Hi Customer, I've never dealt with the question of how to relate to your mother-in-law vis-a-vis your impending divorce. I think that if I were you, I'd not move forward with the divorce until after she has passed away--since you seem to be certain this will happen with 6m or less. Since I'm a life-long student of human nature, I might visit her without anyone else being around and ask her for stories about her son, your husband. I'd hope to find out stuff about him as a child that might make him more understandable to you now. Her attitude toward him in comparison to her other children could show you if he was a favorite, or a scapegoat. And you'd be giving her a great gift by listening to her. You might find out if she believes in a higher being and what she expects when she dies. Real inner contact with a higher power is a major factor in rehabilitating a Narcissist, so count HER score on the 9 characteristics, compared to his. No matter who the person is, compassion for the dying is a rewarding experience for both people.

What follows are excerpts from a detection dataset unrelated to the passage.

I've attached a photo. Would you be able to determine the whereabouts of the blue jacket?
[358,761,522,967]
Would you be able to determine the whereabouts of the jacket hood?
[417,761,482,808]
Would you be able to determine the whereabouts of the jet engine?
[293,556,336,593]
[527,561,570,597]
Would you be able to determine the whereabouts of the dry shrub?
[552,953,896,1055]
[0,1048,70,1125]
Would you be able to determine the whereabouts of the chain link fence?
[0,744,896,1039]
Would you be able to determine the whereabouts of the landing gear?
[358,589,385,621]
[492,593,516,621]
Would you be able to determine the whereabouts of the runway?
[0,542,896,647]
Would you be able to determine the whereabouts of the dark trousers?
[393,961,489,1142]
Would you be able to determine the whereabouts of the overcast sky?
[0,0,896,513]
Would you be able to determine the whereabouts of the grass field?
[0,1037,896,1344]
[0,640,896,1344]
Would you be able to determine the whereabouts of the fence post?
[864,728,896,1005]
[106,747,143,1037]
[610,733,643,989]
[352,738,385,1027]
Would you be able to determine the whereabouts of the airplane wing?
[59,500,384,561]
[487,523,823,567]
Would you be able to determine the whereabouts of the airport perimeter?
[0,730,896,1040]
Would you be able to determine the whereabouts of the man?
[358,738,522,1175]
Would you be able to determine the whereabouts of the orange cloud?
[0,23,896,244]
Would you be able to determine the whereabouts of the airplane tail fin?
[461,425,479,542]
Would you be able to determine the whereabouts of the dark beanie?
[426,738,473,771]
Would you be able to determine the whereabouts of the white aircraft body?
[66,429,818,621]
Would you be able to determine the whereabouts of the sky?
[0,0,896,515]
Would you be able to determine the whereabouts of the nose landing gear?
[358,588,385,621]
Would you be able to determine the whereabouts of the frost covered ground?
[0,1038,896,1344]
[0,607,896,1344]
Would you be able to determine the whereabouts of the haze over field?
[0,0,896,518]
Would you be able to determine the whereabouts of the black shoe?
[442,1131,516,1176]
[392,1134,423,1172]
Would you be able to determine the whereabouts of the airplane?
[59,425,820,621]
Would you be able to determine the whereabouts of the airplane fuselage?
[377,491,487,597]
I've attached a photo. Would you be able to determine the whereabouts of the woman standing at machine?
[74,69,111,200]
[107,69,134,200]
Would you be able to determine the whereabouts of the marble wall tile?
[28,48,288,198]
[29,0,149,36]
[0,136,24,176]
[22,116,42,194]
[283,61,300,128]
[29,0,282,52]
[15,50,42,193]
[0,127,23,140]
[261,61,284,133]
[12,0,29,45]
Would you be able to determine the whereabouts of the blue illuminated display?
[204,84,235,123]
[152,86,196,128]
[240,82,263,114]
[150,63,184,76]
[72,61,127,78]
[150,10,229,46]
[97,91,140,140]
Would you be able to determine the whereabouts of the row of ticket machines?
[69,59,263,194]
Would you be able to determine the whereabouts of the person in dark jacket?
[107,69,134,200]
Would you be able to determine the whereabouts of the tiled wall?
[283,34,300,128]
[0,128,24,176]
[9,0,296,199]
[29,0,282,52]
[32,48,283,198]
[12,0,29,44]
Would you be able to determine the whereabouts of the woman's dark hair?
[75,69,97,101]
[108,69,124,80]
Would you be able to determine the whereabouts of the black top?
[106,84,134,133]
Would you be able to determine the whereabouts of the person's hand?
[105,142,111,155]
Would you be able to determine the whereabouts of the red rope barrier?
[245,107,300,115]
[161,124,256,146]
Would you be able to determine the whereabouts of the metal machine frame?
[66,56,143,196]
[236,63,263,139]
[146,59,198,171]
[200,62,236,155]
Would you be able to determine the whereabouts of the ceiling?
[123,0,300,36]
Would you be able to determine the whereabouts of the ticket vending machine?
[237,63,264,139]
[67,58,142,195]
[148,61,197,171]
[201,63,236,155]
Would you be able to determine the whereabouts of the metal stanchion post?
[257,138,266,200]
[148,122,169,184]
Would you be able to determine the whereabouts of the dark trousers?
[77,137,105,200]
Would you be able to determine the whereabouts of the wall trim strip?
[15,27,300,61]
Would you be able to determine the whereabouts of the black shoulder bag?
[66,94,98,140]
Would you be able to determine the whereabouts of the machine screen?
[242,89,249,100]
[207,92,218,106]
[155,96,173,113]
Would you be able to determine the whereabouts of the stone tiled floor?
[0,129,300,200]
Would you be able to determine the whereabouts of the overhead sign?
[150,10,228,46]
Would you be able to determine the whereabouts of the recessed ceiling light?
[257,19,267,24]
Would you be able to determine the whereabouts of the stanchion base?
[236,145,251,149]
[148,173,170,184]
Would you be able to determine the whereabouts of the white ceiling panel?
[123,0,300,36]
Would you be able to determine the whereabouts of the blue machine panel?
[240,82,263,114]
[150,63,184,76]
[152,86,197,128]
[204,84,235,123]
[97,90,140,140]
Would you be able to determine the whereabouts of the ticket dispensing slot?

I understand however, that you might be reluctant to get involved, because then your own compassion for her could make you more reluctant to cut off your compassion from divorcing her son after she dies. Men are designed to be able to turn such emotional states on and off, while woman are more likely to have them ON or OFF all the time. But if you did that, you'd also be giving Greg a great gift, of getting to know and thus comfort his mom. You could also ask her about how he treats her--who knows what could arise from that?
These are some preliminary thoughts. I know you're very angry and bitter toward Greg, and you don't want to get sucked in to loving HIM more, if he's not going to change. I suspect also that if you put that bitterness on the shelf for a few months, you don't really know what will come of it. well, neither do I.